To make these bites, start by preparing the cookie dough layer. In a large bowl, mix together the almond flour, maple syrup, melted and cooled coconut oil, and vanilla extract until fully combined. Then, chop the peanut butter cups into small pieces and fold them into the dough. Set the bowl aside.
Next, prepare the chocolate. Add the mini chocolate chips and coconut oil to a microwave-safe bowl and microwave them in 30-second increments, stirring between each one, until the chocolate is fully melted and smooth. This typically takes about 2 to 3 rounds.
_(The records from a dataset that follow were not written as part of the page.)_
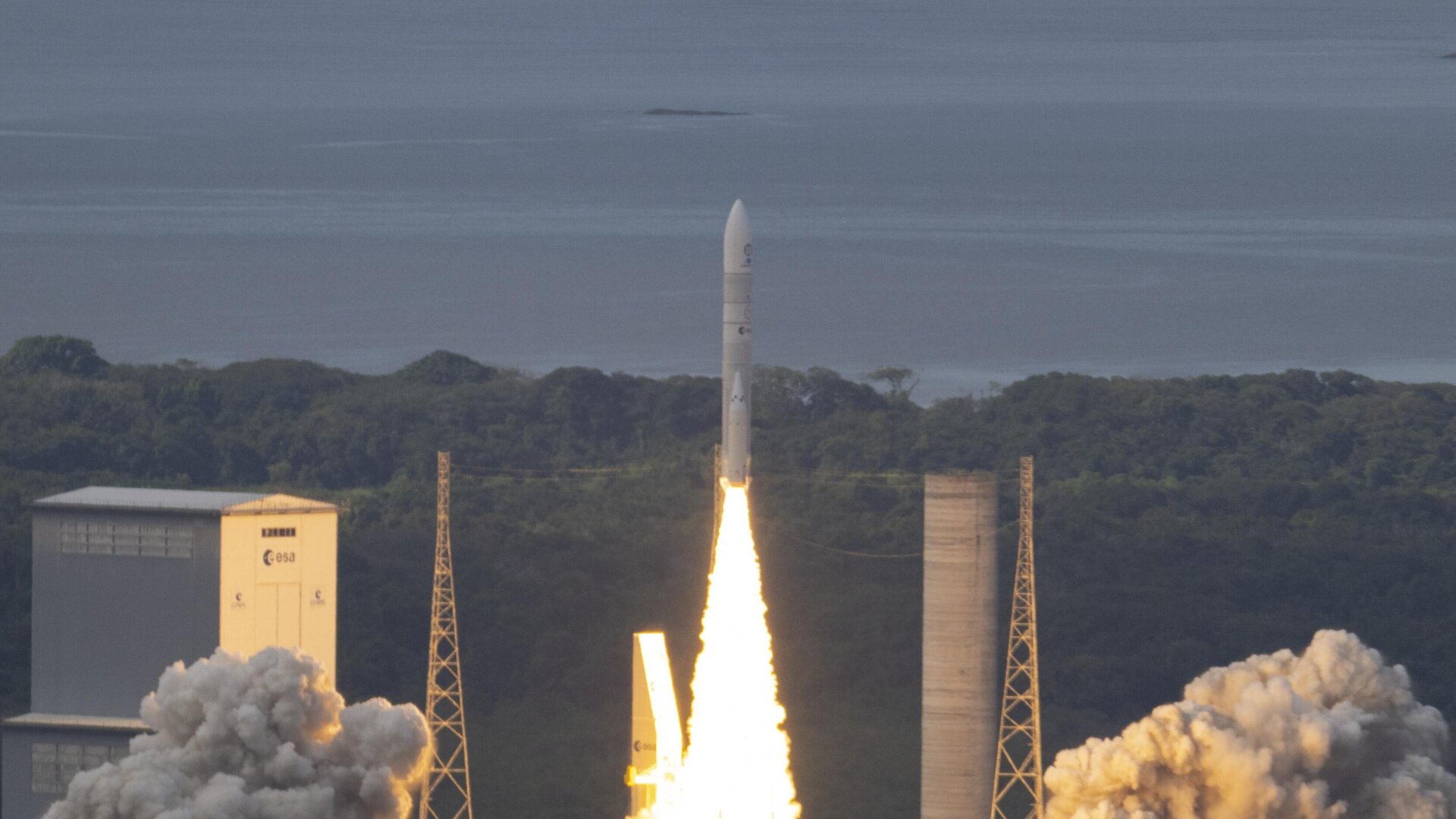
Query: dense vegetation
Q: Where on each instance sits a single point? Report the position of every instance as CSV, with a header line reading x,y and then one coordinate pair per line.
x,y
1183,523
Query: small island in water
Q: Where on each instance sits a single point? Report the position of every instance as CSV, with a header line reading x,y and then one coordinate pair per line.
x,y
691,112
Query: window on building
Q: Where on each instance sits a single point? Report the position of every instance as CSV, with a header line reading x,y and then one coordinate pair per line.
x,y
53,765
126,539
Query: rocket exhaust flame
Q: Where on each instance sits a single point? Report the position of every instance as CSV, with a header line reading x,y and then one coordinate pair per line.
x,y
737,761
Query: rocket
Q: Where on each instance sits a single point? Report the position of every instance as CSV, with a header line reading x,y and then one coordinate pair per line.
x,y
737,347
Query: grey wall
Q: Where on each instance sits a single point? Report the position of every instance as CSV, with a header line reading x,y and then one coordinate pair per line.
x,y
960,664
105,626
17,798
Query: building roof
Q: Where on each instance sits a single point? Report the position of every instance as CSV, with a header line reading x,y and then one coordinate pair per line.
x,y
278,504
181,500
33,720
Now it's time to assemble! Pour a small amount of melted chocolate (about ½ teaspoon) into the bottom of each cavity of your ice cube tray. Transfer the tray to the freezer and allow the chocolate to set for about 5 minutes.
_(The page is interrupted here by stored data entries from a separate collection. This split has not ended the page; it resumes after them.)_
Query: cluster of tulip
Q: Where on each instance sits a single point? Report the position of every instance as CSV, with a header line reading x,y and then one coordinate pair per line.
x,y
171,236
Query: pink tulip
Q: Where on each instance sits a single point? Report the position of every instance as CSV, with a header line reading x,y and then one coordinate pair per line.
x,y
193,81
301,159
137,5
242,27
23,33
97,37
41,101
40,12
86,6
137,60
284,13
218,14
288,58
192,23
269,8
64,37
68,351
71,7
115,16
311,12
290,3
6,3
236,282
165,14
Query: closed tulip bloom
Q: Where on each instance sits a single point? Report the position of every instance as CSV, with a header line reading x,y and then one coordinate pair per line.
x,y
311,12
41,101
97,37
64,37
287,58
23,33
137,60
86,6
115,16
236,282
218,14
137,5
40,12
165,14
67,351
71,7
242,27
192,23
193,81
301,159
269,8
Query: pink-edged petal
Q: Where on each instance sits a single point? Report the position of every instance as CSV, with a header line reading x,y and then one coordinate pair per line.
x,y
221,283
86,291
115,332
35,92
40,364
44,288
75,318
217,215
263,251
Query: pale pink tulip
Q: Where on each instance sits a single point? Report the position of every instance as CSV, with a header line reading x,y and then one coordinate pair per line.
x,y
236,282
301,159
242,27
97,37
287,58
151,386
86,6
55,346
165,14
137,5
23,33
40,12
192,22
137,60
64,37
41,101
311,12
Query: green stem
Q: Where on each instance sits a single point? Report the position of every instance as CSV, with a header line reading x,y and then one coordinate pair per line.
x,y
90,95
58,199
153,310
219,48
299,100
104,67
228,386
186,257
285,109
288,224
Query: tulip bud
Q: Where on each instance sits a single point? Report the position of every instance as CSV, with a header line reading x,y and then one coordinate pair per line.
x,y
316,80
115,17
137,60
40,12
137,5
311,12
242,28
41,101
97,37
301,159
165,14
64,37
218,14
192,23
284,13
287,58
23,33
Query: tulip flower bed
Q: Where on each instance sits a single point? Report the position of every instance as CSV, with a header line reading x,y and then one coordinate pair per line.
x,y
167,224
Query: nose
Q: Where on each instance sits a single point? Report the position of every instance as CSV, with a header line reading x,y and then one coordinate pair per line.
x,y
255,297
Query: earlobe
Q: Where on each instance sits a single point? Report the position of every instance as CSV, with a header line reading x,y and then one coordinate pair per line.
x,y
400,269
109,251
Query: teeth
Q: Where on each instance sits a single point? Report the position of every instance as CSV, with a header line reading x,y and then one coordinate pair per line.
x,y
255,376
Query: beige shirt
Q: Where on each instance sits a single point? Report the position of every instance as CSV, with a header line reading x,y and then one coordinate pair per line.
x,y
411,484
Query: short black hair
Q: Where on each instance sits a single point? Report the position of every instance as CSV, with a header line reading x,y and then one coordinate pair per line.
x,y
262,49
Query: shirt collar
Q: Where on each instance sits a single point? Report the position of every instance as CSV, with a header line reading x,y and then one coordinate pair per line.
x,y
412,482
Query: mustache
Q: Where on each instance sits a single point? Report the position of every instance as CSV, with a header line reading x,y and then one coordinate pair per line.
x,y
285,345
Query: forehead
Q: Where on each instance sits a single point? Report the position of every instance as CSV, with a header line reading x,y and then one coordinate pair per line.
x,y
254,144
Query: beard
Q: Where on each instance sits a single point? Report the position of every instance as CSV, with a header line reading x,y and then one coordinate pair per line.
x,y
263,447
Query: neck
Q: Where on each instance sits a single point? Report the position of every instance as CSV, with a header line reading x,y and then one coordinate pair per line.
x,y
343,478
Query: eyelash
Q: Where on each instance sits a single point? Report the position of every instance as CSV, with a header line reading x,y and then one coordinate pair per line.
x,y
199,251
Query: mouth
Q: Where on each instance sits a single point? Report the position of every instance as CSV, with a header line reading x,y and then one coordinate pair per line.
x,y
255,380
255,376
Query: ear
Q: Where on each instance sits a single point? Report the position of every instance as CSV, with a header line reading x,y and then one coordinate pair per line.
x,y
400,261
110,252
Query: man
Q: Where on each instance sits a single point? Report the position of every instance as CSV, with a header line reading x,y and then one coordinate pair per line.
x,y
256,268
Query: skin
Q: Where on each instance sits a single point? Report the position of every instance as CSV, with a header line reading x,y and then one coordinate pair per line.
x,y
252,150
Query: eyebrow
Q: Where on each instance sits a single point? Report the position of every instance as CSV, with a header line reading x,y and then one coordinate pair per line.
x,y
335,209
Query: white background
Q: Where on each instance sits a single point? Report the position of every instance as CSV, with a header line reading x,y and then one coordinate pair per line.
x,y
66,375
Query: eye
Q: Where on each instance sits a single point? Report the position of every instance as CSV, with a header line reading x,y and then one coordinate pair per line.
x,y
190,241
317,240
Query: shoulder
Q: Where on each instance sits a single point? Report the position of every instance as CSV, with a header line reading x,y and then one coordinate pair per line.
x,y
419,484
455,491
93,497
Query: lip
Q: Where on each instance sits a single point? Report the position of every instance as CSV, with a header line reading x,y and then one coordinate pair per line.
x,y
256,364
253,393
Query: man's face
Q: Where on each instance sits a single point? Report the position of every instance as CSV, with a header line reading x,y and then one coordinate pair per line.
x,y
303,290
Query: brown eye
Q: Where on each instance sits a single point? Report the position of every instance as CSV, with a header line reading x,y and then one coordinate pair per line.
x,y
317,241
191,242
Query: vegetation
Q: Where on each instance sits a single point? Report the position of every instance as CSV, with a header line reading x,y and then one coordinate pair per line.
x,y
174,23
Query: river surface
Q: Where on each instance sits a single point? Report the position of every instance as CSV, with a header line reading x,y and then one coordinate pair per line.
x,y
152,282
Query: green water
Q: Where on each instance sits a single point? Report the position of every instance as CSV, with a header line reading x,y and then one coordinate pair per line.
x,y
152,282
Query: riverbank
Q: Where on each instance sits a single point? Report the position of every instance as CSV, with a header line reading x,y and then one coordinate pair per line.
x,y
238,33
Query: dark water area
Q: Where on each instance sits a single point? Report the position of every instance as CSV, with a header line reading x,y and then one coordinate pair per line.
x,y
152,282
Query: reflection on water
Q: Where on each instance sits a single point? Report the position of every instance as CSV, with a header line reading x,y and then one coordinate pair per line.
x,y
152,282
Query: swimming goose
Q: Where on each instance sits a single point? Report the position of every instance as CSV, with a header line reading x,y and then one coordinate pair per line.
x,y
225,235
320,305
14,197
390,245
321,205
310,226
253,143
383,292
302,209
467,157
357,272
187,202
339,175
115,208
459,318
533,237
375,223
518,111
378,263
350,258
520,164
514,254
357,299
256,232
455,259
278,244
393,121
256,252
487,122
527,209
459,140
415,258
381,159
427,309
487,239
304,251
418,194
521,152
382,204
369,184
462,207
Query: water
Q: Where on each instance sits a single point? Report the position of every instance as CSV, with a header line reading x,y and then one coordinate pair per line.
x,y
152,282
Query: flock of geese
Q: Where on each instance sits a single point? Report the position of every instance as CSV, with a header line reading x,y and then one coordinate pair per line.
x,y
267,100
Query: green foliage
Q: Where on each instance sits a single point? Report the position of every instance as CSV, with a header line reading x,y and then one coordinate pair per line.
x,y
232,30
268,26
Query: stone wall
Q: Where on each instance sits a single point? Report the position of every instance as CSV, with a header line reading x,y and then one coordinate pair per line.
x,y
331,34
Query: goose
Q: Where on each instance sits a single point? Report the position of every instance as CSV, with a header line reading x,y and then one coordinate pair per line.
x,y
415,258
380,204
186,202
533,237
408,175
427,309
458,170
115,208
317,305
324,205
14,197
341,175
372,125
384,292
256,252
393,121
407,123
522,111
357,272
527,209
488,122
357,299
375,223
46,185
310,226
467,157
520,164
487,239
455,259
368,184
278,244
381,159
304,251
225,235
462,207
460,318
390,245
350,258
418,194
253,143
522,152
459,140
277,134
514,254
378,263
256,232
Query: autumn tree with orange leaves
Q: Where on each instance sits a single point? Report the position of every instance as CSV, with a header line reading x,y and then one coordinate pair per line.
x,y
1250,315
Once the chocolate base has set, remove the tray from the freezer. Fill each cavity about ¾ of the way full with the cookie dough mixture, pressing it down firmly so that it is compact. Then, press 3 to 4 mini marshmallows into the top of the cookie dough layer in each cavity.
Finally, pour the remaining melted chocolate over the top of each, covering the cookie dough and marshmallows completely. Transfer the tray back to the freezer and allow the bites to freeze for at least 2 hours, or until fully set.
Once they're done, pop them out of the tray and enjoy! I love storing these in the freezer because they defrost quickly—just set one out for a minute or two before eating, and it's the perfect temperature.